When citizens cannot find employment in traditional wage employment, the subsistence requirement forces them to seek labor elsewhere. The alternative lies mainly in the informal sector of the economy, where there is no minimum wage and where workers are unlikely to pay taxes, have no holidays or labor rights and work often in dangerous conditions. Most of the time, it is difficult for them to obtain microcredits because they lack economic stability and concrete links between employers and employees.
In the midst of all this, it only provides a survival base for the most vulnerable and often overlooked Nigerians. The majority of the elite consider the extended and vast informal economy to be at the bottom rung of the economic system, when in fact they are the main drivers of the economic system because they are too vast, important and relevant to be ignored.

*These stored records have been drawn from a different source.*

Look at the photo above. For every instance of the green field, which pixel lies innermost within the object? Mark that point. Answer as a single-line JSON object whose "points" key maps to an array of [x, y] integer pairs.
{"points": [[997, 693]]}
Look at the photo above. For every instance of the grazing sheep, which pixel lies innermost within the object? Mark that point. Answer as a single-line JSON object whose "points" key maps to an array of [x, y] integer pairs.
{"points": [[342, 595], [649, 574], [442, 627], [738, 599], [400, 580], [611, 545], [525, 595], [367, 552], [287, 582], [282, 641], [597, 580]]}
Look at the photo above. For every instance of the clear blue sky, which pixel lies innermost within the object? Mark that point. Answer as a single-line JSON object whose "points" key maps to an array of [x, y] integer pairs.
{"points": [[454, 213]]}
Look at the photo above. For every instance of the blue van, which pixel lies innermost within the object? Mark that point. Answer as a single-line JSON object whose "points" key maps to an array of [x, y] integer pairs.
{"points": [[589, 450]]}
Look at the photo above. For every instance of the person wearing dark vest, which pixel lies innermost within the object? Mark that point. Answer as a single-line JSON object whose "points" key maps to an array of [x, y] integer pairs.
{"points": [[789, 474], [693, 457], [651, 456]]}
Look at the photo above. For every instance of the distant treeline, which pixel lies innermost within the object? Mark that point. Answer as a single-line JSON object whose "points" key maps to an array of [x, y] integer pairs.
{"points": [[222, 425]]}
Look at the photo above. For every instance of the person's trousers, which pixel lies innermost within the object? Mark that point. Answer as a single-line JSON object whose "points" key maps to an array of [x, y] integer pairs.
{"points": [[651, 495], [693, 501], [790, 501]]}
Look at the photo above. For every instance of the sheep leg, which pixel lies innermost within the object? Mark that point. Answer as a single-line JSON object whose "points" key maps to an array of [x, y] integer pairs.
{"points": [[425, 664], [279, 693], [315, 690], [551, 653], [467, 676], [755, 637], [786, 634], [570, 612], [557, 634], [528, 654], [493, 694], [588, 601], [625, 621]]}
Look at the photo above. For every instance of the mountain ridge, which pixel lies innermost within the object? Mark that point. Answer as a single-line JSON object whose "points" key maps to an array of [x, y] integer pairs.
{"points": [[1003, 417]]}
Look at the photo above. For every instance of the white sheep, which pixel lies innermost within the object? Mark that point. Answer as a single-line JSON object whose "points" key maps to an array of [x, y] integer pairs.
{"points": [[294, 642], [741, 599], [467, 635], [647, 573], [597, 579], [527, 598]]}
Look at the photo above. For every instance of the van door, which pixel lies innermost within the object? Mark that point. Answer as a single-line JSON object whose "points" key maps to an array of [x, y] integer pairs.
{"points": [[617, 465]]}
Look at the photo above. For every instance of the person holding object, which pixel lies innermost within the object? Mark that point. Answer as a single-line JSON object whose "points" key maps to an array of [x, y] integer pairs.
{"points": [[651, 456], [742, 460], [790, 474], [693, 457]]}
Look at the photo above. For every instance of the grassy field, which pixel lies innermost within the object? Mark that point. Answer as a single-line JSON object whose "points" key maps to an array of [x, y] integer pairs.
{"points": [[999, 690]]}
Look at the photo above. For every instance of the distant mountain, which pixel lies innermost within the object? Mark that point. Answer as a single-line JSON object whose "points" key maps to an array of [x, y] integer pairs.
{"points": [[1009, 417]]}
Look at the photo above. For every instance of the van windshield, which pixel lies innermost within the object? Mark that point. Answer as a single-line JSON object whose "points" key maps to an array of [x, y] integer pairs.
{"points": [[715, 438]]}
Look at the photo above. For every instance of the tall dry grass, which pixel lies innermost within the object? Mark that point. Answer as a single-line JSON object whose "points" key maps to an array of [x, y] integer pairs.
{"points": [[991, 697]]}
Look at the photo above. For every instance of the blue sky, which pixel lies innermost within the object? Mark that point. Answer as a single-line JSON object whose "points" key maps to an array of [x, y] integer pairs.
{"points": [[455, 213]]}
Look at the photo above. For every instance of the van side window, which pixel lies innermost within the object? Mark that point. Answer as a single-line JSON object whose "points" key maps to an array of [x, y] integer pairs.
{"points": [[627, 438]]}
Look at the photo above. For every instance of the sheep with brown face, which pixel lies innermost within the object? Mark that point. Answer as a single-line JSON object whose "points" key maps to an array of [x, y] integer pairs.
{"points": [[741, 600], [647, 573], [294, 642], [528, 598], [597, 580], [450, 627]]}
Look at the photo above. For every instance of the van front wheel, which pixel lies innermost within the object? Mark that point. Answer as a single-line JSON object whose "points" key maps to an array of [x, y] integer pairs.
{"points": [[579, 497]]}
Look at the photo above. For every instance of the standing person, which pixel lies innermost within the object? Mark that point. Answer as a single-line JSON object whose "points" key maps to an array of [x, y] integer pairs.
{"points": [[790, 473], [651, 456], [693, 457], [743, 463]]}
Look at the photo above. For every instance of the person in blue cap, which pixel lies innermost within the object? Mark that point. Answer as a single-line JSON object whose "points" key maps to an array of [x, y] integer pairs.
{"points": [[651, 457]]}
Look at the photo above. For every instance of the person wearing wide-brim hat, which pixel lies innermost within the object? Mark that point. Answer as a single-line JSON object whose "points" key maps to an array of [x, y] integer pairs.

For example, it is not clear whether the country has reliable data on the activities of the National Union of Road Transport Workers (NURTW) in the country or the volume of transactions in the Ladipo auto parts market in Oshodi, in Lagos State, and the popular IT Village of Ikeja, Lagos State, Balogun Market and Alaba International Market, to name a few. This sector of the economy is particularly important in Nigeria, but it is not subject to comprehensive government controls.
Meanwhile, employment in the industry is attractive due to the ease with which operations are carried out due to the absence of a bureaucratic regulatory framework and little or no formal educational qualification requirements. There are multiple perspectives on the informal economy. Some associate it with unfair competition, low productivity, human rights abuses and environmental degradation, while others associate it with entrepreneurship, flexibility and resilience.
Overall, the informal economy persists, but appropriate regulations and policies are needed to improve the sector and introduce formalization. The decision of these enterprises to formalize depends on the advantages that derive from formalization compared to the risks of remaining in the informal economy. If the first prevails over the second, only then does formalization appear as a viable option for operators.
Clearly, there is a need for the government to embark on a series of measures, interventions and support to encourage the formalization of these enterprises to sustain economic growth and development. As mentioned earlier, this informal sector is too large and important to ignore. A concerted effort to identify and protect them is crucial for sustainability and economic development, as huge potential tax revenues are lost each year due to this informal activity.
In recent times, the consequences of the novel coronavirus (COVID19) pandemic, inflationary pressures, insufficient electricity, high cost of fuel have had a considerable negative impact on these informal businesses. In this context, particular attention should be paid to the informal economy, and policy solutions should be put in place to encourage and induce formalization. In addition, the International Monetary Fund (IMF) urges national statistical agencies to collect information on the informal economy to help in policy formulation and to collect reliable data for economic planning.
Therefore, the government may wish to have mass registration and identification and also achieve this through social interventions and palliative care. These suggestions, if considered effectively, could in turn reduce the extent of informality in the country.
•Dr Olubiyi is an expert in entrepreneurship and business management.